ACEH - Pernahkah Anda bertanya soal alasan tertawa bisa menular dari satu orang ke orang lain? Menurut peneliti dari Finlandia dan Inggris, tertawa bisa memicu pelepasan endorfin dan berperan dalam pembangunan ikatan sosial.
Dikutip VOI dari Medical News Today, Profesor Lauri Nummenmaa dari University of Turku, Finlandia, menjelaskan bahwa pelepasan endorfin dari tawa sosial merupakan hal yang mendukung pembentukan, penguatan, dan pemeliharaan ikatan sosial.
BACA JUGA:
Berbagai Penelitian Terkait Alasan Tertawa Bisa Menular
Berdasarkan hasil studi Nummenmaa yang diterbitkan dalam The Journal of Neuroscience, pelepasan endorfin berefek menyenangkan dan menenangkan. Mungkin hal tersebut juga menandakan keamanan dan meningkatkan perasaan kebersamaan. Profesor Robin Dunbar dari Universitas Oxford, Inggris, menyampaikan, komunikasi verbal penting dalam membangun ikatan sosial.
Meski dalam kontak sosial memakan waktu, tawa sosial mengarah pada respons kimia serupa endorfin di otak yang memungkinkan untuk perluasan jaringan sosial. Dari temuan tersebut, Dunbar menggarisbawahi bawa tawa sangat menular dan respons endorfin dapat dengan mudah menyebar melalui kelompok besar yang tertawa bersama.
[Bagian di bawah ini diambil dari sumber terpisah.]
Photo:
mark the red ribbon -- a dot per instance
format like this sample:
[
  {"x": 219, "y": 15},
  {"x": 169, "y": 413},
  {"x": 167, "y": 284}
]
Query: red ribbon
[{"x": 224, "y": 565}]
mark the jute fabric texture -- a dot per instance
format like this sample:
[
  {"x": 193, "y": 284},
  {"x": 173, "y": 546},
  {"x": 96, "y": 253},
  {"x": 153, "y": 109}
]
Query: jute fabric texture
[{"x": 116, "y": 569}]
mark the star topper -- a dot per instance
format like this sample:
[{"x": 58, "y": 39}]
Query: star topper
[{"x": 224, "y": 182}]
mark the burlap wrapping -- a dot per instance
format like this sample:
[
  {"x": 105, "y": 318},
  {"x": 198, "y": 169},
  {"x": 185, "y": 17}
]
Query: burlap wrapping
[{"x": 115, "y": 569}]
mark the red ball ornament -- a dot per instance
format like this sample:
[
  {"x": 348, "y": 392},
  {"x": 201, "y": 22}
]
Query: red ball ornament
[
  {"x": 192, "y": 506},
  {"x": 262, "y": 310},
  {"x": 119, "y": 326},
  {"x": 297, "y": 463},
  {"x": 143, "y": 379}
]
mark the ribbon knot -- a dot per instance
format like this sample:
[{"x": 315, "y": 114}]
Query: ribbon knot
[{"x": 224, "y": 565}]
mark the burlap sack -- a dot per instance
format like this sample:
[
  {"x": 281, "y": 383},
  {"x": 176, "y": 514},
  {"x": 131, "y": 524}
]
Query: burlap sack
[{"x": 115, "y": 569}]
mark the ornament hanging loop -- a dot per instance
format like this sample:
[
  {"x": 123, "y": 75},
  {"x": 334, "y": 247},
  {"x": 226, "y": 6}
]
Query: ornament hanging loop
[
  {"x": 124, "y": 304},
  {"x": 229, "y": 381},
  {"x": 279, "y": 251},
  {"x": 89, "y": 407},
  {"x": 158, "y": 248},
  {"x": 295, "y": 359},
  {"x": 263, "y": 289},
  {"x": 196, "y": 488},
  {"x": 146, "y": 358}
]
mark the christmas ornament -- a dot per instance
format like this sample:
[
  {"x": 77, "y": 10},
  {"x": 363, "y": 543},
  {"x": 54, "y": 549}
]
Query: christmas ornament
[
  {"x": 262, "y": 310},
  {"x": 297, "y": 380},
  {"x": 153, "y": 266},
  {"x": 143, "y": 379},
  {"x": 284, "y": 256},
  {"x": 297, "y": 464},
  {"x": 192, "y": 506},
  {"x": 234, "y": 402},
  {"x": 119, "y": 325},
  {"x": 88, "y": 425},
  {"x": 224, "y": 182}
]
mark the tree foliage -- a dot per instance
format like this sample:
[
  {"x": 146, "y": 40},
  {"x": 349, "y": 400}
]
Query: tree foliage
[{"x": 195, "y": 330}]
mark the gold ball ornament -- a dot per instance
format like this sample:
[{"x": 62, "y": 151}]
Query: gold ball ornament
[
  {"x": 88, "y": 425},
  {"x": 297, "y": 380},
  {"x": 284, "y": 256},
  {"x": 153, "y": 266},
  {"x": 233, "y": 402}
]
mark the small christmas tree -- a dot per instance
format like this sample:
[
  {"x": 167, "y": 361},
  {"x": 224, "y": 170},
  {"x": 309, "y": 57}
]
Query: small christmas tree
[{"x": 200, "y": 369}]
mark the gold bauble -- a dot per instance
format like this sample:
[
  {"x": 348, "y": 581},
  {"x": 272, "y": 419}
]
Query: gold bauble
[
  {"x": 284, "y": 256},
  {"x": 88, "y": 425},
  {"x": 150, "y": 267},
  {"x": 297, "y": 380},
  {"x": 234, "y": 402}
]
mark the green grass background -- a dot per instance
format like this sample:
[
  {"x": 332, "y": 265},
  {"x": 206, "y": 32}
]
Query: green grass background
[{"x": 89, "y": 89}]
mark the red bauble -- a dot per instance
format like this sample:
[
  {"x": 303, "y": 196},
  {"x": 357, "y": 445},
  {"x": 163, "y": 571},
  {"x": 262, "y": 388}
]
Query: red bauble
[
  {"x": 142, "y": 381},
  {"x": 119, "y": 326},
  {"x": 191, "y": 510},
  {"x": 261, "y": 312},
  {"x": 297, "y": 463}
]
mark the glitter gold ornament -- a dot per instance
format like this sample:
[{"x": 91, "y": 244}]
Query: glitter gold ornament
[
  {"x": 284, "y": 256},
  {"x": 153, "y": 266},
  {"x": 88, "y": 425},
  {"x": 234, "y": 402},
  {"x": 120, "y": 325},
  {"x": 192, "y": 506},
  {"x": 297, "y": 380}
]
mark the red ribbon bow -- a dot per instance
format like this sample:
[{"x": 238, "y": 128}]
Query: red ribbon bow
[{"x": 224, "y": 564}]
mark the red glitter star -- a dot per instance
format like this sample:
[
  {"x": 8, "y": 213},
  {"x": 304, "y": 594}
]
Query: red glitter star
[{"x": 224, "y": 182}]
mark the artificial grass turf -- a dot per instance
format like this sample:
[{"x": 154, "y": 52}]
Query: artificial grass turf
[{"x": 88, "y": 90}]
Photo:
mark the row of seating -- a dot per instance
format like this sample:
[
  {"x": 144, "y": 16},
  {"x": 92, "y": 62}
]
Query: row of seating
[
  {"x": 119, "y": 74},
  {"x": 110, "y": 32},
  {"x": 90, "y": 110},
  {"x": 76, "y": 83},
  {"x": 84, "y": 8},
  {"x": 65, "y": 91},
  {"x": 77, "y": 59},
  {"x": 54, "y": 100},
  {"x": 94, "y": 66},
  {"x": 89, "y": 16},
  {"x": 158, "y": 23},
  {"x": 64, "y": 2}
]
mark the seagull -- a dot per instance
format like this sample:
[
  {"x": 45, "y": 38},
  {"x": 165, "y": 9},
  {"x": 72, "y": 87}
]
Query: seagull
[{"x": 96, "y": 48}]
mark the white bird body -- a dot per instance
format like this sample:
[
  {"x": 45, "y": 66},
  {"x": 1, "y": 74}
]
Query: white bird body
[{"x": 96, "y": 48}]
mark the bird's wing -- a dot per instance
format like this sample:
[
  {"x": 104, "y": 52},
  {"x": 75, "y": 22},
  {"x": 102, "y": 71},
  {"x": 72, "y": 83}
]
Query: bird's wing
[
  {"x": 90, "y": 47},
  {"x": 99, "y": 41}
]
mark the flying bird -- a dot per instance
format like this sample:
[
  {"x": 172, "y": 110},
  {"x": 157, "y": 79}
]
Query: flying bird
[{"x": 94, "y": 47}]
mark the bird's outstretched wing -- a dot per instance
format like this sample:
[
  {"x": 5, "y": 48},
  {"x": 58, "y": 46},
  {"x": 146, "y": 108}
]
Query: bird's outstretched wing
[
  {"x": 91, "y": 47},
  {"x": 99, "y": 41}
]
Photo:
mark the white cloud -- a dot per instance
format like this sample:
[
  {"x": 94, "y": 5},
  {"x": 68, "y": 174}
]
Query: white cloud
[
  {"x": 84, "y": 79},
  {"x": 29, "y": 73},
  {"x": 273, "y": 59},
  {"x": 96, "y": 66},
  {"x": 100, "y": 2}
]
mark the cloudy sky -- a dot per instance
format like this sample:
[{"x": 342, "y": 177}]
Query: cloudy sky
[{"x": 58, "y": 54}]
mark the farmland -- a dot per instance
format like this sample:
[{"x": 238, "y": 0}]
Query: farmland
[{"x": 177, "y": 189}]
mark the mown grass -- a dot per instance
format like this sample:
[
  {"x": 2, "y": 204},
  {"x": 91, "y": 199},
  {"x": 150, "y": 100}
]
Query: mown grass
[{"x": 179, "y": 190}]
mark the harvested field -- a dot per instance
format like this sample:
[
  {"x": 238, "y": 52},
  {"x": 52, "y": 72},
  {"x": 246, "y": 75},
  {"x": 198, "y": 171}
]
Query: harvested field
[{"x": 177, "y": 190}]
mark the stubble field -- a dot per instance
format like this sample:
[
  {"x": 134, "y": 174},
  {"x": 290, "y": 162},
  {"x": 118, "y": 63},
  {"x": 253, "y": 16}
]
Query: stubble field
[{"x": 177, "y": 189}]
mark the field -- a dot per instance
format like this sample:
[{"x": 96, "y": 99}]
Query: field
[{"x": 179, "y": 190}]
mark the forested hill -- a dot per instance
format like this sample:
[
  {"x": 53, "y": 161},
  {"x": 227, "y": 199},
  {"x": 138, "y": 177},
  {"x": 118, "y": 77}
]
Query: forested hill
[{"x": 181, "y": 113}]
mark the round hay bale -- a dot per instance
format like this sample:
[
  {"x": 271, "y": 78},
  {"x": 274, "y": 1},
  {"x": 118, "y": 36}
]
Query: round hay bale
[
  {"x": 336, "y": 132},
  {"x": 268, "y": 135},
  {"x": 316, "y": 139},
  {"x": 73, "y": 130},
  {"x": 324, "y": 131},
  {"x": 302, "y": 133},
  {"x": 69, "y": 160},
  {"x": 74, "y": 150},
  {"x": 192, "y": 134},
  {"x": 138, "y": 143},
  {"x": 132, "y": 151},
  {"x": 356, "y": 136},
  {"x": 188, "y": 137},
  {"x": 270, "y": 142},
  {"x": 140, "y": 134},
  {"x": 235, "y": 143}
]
Semua manusia bisa tertawa dan mengembangkannya sebagai respons atas rangsangan terhadap sesuatu. Sebagai contoh, ketika Anda berada dalam suatu kelompok pertemanan, kemudian salah satu orang menceritakan kisahnya yang lucu sambil tertawa. Kadang butuh waktu untuk memproses atau mencerna cerita dan berkaitan dengan ukuran kedekatan, kemudian tawa bahagia bisa menular ke orang-orang di kelompok tersebut.
Berdasarkan satu teori, tawa yang disertai ucapan verbal bisa membantu membangun keterikatan. Dalam jarak pendengaran, seseorang bisa membuat orang lain tertawa. Ikatan tersebut juga bisa dibangun dalam jarak yang jauh, bahkan dengan lebih banyak orang.
Sebuah studi Elise Wattendorf, dkk. yang diterbitkan dalam jurnal Cerebral Cortex tahun 2013 menggunakan pemindaian MRI dilakukan untuk menyelidiki bagian otak mana yang bekerja terkait tertawa. Peserta dalam penelitian tersebut dibagi menjadi 3 kelompok. Pertama, digelitiki pada telapak kaki dan boleh merespons dengan tawa. Kedua, digelitiki tetapi diminta menahan tawa dan kelompok ketiga diminta tertawa secara sukarela tanpa digelitiki.
Ketika seseorang tertawa, empat bagian otak bekerja, yaitu hipotalamus lateral yang terlibat dalam mengurangi perepsi nyeri, fungsi pencernaan, dan tekanan darah; operculum parietal yang bertanggungjawab untuk memproses indera dari sentuhan dan suhu; amygdala yang terlibat dalam pemrosesan ingatan, pengambilan keputusan, dan reaksi emosional; serta otak kecil kanan yang berhubungan dengan perhatian pada bahasa, visual, dan membayangkan keadaan orang lain.
Tertawa sebagai Obat
Melalui studi tersebut, bisa ditarik kesimpulan, tertawa bisa menjadi obat. Dalam bidang psikoneuroimunologi, tertawa punya efek terapeutik. Sebuah penelitian yang diterbitkan di Heart & Lung menyelidiki manfaat tawa bagi individu dengan penyakit paru obstruktif kronik.
Tertawa dan humor antara pasien berkaitan dengan fungsi psikologis positif serta peningkatan kualitas hidup. Namun tertawa keras bagi pasien tersebut menyebabkan kerusakan akut pada fungsi paru sekunder akibat hiperinflasi yang memburuk.
Studi lainnya meneliti pasien dengan masalah pada pembuluh darah, jantung, dan depresi. Hasil dari ketiga studi tersebut menampakkan manfaat positif dari tertawa karena lucu dan memicu perasaan bahagia.